[Buildbot-devel] MQ design plan and code review
Dustin J. Mitchell
dustin at v.igoro.us
Sun Jun 15 22:03:58 UTC 2014
(I think the email filtering was because of the images. I doubled the
maximum message size)
I'd like to avoid doing filtering on each master, because that means that
each master must process all messages, which won't scale well. If each
master creates queues which only bind to the exchange for messages they
need, then no master ever sees the total volume of messages. Keep in mind
that Buildbot will be sending messages on the order of once per second for
every active build, as long files grow, in addition to messages about
changes, new builds, and so on. In a large system with many masters, we're
looking at 100's of messages per second, easily.
This will, indeed, result in a lot of queues. I think there will be ways
to optimize that, but let's do so after we have the basic interface working.

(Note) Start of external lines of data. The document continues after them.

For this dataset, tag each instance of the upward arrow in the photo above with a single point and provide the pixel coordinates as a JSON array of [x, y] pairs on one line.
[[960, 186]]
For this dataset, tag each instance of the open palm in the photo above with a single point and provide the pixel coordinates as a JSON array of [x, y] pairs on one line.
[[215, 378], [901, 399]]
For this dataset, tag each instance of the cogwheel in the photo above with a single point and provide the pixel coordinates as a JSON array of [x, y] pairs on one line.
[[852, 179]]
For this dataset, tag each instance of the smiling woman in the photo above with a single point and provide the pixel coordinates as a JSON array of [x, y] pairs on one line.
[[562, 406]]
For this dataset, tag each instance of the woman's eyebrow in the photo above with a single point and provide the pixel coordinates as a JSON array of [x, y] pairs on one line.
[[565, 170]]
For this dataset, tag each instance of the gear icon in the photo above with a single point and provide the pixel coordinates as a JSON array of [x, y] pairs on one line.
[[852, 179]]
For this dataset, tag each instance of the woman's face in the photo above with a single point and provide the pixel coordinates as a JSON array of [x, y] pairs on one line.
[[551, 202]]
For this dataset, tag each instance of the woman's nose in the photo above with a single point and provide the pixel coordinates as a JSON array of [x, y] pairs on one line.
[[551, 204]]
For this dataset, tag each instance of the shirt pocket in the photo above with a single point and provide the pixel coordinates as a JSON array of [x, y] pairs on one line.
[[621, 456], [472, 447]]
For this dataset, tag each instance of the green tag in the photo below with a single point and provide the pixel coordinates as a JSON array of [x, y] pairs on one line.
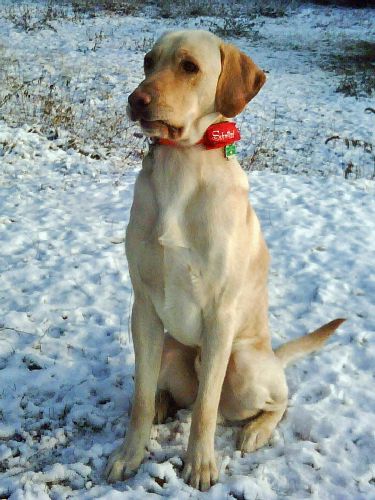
[[229, 150]]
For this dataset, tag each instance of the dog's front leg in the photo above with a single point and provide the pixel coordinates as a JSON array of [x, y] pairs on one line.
[[200, 469], [148, 336]]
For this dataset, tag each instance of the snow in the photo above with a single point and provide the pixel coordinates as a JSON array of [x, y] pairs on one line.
[[66, 358]]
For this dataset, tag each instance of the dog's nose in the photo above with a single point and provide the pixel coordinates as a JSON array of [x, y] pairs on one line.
[[139, 100]]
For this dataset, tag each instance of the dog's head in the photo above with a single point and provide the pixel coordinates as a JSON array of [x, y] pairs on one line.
[[192, 79]]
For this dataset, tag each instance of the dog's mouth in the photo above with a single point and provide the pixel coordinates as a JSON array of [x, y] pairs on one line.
[[161, 128]]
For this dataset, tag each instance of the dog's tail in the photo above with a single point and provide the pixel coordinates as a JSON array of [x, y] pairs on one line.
[[295, 349]]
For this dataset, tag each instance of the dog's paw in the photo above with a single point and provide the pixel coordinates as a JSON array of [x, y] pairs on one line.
[[253, 435], [200, 469], [122, 464]]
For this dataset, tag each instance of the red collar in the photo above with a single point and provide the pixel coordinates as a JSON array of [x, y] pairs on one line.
[[216, 136]]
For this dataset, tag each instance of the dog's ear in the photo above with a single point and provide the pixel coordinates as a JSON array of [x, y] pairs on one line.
[[240, 80]]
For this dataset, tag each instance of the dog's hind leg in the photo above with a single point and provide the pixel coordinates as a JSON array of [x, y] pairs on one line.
[[254, 387]]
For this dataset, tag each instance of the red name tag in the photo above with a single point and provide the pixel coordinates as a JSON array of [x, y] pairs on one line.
[[221, 134]]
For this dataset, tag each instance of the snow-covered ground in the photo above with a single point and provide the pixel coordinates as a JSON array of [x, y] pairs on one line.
[[66, 359]]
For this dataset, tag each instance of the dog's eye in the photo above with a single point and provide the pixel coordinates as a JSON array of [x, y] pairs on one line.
[[148, 62], [189, 67]]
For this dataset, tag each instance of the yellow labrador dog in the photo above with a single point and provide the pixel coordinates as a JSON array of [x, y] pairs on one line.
[[198, 263]]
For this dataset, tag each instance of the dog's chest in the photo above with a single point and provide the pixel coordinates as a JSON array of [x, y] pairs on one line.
[[177, 275]]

As ensuring -- the sender of a message's target is the exchange, and kombu
basically supports this out of the box: if the publish method succeeds, the
message was sent to its target. (you need to enable this by setting
`confirm_publish`, but that's easy)
The issue about "persistence" is on the queue side. We have two types of
subscribers:
1. This type of subscriber would like to know about messages matching
certain patterns, but only for a little while. Once it stops listening for
those messages, the messages can be discarded. For example, a web UI that
is displaying a logfile would like to get messages when new lines arrive,
but once the web page is closed, any additional messages about logfile
lines can be discarded.
2. This type of subscriber would like to know about *every* message
matching a certain pattern, even if those messages are sent while the
subscriber is not active. The best example is a scheduler, which needs to
see a message for every change. If the master on which a scheduler is
running shuts down, then another master should be able to start up and
receive a message about the next change.
Type 1, in AMQP terms, is a queue declared with 'exclusive' set ("Exclusive
queues may only be accessed by the current connection, and are deleted when
that connection closes.")
Type 2 is what Buildbot calls a "persistent queue". This is a queue with a
well-known name (so that other schedulers can find the same queue) that is
not exclusive and does not auto-delete. It should also be durable.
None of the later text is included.